You know the type. They have dark brown skin in the middle of February and take constant trips to the tanning salon. It’s the tanning addict.
We may joke about Snooki’s bad habits, but new research published in the Journal of the American Academy of Dermatology suggests that people who tan excessively also experience some mental health symptoms that should be taken seriously, like obsessive-compulsive disorder (OCD) and body dysmorphic disorders (BDD).
The researchers surveyed 533 tanning students at Bowling Green State University in Ohio and determined which ones exhibited behaviors dependent on tanning. Participants who responded “yes” to a minimum of three out of eight criteria points in the Tanning-DSM–a modified guide from the substance abuse criteria in the 4th edition of the Diagnostic and Statistical Manual of Mental Disorders–were classified as tanning dependent. Participants who answered yes to two out of four questions on a tanning version of a CAGE alcohol screener–which tests for alcoholism–were classified as exhibiting problematic tanning.

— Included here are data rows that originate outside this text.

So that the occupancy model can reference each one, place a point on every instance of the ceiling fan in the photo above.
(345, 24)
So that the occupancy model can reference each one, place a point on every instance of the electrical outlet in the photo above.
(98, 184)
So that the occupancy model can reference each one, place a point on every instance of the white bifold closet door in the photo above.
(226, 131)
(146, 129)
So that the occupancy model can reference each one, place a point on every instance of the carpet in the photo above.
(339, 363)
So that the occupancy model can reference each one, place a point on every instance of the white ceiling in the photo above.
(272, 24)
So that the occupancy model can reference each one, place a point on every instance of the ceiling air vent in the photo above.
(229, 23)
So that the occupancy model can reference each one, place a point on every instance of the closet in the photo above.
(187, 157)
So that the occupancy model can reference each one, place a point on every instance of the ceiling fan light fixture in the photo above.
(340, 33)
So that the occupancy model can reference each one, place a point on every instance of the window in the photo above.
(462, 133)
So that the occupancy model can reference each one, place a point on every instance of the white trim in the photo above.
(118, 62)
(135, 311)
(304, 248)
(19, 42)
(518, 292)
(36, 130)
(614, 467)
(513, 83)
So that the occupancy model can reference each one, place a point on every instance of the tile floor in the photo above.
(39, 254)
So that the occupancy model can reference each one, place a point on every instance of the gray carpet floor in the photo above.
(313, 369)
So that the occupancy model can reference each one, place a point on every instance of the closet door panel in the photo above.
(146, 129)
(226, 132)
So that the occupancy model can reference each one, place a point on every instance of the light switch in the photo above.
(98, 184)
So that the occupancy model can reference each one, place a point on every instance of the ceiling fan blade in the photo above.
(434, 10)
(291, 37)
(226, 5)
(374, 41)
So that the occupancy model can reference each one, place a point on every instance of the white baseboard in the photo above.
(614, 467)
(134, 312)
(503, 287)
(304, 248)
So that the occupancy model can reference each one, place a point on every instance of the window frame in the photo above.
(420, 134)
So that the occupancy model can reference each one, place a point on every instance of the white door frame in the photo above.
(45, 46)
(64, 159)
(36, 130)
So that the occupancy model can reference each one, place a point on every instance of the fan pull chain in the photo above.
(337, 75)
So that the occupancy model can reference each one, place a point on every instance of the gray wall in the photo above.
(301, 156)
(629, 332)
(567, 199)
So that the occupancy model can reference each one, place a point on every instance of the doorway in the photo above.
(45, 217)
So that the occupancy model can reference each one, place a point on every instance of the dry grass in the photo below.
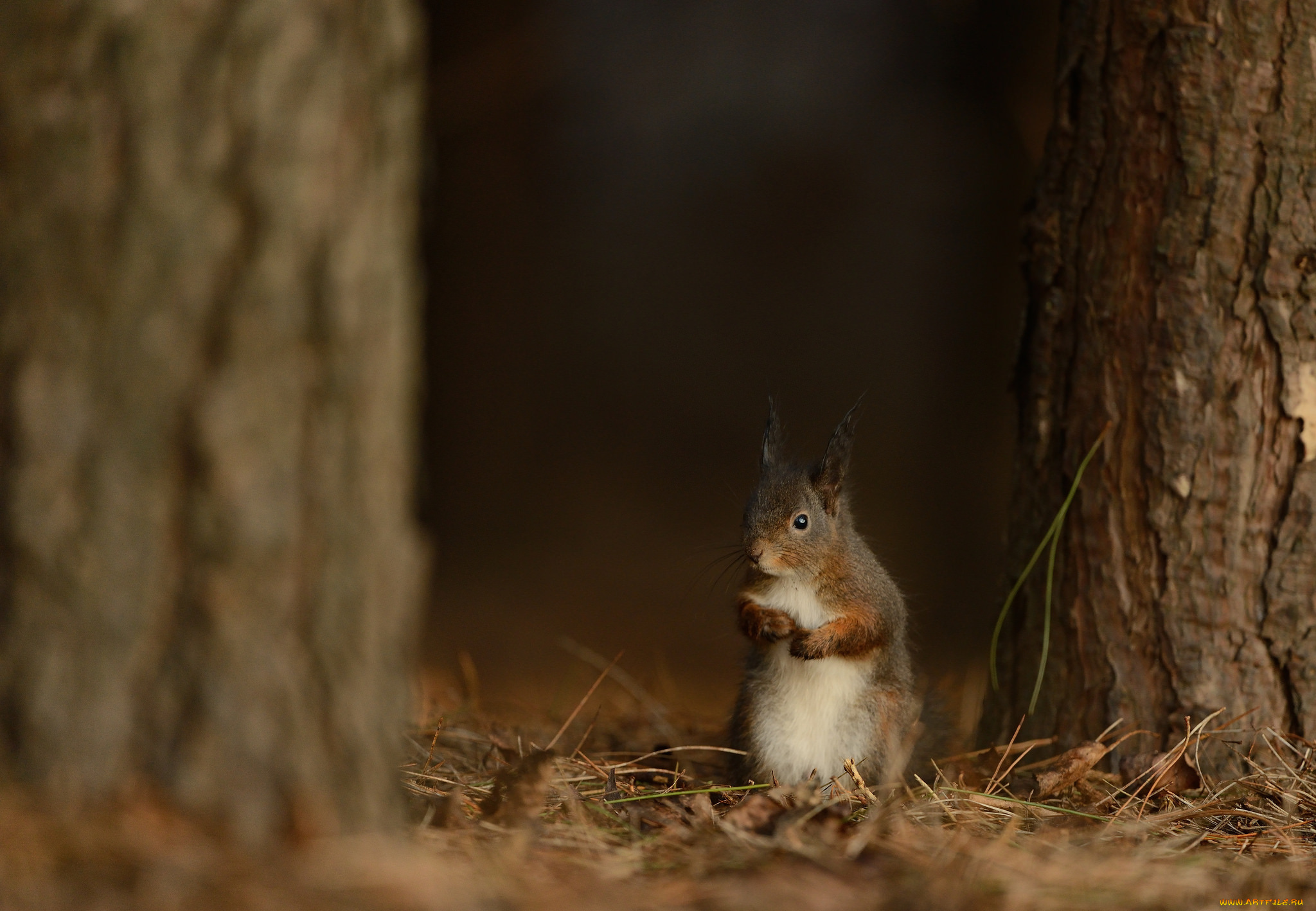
(607, 822)
(615, 824)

Researchers discovered that women who screened positive for BDD and OCD were at a greater risk for being tanning dependent. The participants who reported tanning at a minimum of nine times in the last 30 days were at the greatest risk of being dependent on it.

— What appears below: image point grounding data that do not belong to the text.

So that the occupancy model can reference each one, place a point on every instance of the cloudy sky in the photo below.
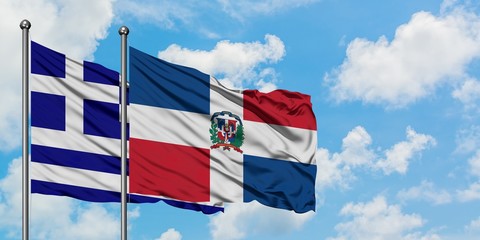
(395, 87)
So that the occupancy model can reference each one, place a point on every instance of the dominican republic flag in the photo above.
(75, 130)
(193, 140)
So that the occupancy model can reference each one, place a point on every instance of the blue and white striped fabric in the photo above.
(75, 129)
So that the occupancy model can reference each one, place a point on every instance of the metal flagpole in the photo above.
(25, 26)
(123, 31)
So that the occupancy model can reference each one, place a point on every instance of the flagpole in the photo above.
(123, 31)
(25, 26)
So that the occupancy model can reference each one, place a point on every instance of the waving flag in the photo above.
(192, 139)
(75, 125)
(75, 146)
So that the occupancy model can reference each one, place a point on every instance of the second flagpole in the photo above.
(123, 31)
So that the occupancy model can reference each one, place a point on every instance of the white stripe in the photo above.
(75, 177)
(226, 167)
(74, 86)
(280, 142)
(75, 140)
(215, 204)
(75, 91)
(169, 126)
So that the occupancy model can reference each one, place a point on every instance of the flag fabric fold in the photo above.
(75, 131)
(191, 139)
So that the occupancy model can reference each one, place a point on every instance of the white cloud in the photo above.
(473, 226)
(418, 60)
(468, 140)
(134, 213)
(242, 68)
(242, 9)
(337, 169)
(425, 191)
(250, 219)
(468, 94)
(164, 13)
(170, 234)
(398, 157)
(53, 217)
(72, 27)
(474, 163)
(379, 220)
(470, 194)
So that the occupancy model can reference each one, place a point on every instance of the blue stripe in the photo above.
(96, 195)
(101, 119)
(47, 62)
(279, 184)
(157, 83)
(76, 159)
(82, 193)
(48, 111)
(93, 72)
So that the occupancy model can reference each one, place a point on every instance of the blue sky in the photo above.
(395, 88)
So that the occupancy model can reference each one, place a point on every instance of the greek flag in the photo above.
(75, 130)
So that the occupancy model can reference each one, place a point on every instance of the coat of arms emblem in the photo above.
(226, 131)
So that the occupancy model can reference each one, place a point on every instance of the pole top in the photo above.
(123, 30)
(25, 24)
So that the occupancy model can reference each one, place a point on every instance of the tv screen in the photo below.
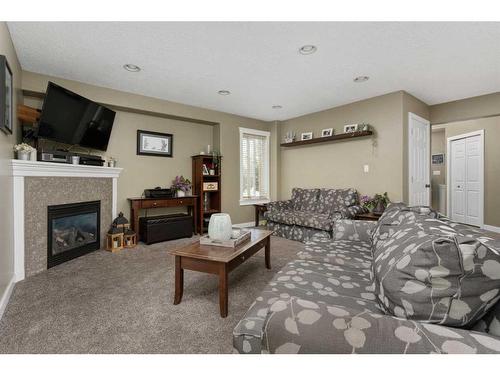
(70, 118)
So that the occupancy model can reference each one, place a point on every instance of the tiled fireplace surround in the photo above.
(38, 185)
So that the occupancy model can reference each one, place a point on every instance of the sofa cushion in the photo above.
(332, 200)
(302, 218)
(426, 271)
(312, 220)
(282, 216)
(304, 199)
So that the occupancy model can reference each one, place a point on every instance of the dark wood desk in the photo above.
(136, 204)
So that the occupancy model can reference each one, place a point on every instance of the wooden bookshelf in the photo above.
(333, 138)
(213, 196)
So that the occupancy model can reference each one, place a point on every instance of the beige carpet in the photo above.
(122, 303)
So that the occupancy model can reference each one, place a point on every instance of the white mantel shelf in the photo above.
(28, 168)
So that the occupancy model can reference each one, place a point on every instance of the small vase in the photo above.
(220, 227)
(379, 208)
(23, 155)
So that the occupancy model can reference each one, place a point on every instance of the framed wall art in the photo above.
(6, 97)
(352, 128)
(306, 136)
(154, 143)
(327, 132)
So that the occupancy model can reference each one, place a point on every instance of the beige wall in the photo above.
(491, 128)
(189, 138)
(438, 146)
(6, 153)
(340, 164)
(466, 109)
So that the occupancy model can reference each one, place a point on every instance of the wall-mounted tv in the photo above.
(72, 119)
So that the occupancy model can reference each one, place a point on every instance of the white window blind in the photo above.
(254, 166)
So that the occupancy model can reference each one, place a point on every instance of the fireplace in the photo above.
(73, 230)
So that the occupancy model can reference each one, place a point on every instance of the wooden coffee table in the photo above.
(219, 261)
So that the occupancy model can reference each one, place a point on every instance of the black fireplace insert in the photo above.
(73, 230)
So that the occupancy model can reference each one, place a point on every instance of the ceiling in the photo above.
(189, 62)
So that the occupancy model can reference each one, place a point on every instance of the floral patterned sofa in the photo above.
(411, 283)
(311, 212)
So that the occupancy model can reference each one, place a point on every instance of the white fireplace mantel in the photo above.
(26, 168)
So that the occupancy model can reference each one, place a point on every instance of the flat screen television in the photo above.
(72, 119)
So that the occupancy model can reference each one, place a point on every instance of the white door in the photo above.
(458, 174)
(419, 160)
(466, 176)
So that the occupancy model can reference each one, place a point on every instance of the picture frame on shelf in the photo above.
(154, 143)
(351, 128)
(437, 159)
(327, 132)
(7, 96)
(306, 136)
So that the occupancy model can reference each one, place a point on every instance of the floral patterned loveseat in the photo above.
(411, 283)
(311, 212)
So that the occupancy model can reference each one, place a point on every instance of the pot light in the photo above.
(307, 49)
(131, 68)
(361, 79)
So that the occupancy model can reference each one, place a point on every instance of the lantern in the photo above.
(121, 223)
(129, 238)
(114, 239)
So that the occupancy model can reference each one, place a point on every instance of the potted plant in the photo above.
(181, 185)
(24, 151)
(375, 204)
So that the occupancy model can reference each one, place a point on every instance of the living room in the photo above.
(249, 187)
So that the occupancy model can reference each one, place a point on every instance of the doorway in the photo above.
(465, 176)
(419, 130)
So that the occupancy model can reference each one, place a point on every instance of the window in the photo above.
(254, 166)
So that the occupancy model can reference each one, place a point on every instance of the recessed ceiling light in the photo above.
(131, 68)
(307, 49)
(361, 79)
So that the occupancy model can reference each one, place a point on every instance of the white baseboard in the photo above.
(6, 296)
(245, 225)
(491, 228)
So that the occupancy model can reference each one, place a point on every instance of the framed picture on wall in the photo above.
(437, 159)
(154, 143)
(352, 128)
(6, 96)
(306, 136)
(327, 132)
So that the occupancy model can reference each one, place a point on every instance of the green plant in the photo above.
(371, 202)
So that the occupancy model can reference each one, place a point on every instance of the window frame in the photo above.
(267, 166)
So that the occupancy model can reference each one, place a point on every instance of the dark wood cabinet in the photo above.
(136, 204)
(207, 185)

But calling a behavior “addicting” is serious business, and psychiatry is not quick to do so. “We have tanning addiction in the title, but we don’t jump to the conclusion automatically that tanning is and can be an addiction,” writes study author Lisham Ashrafioun. “We’re saying that we shouldn’t necessarily rule this out especially if people are tanning excessively, even if they aren’t experiencing any OCD or body dysmorphic disorder.”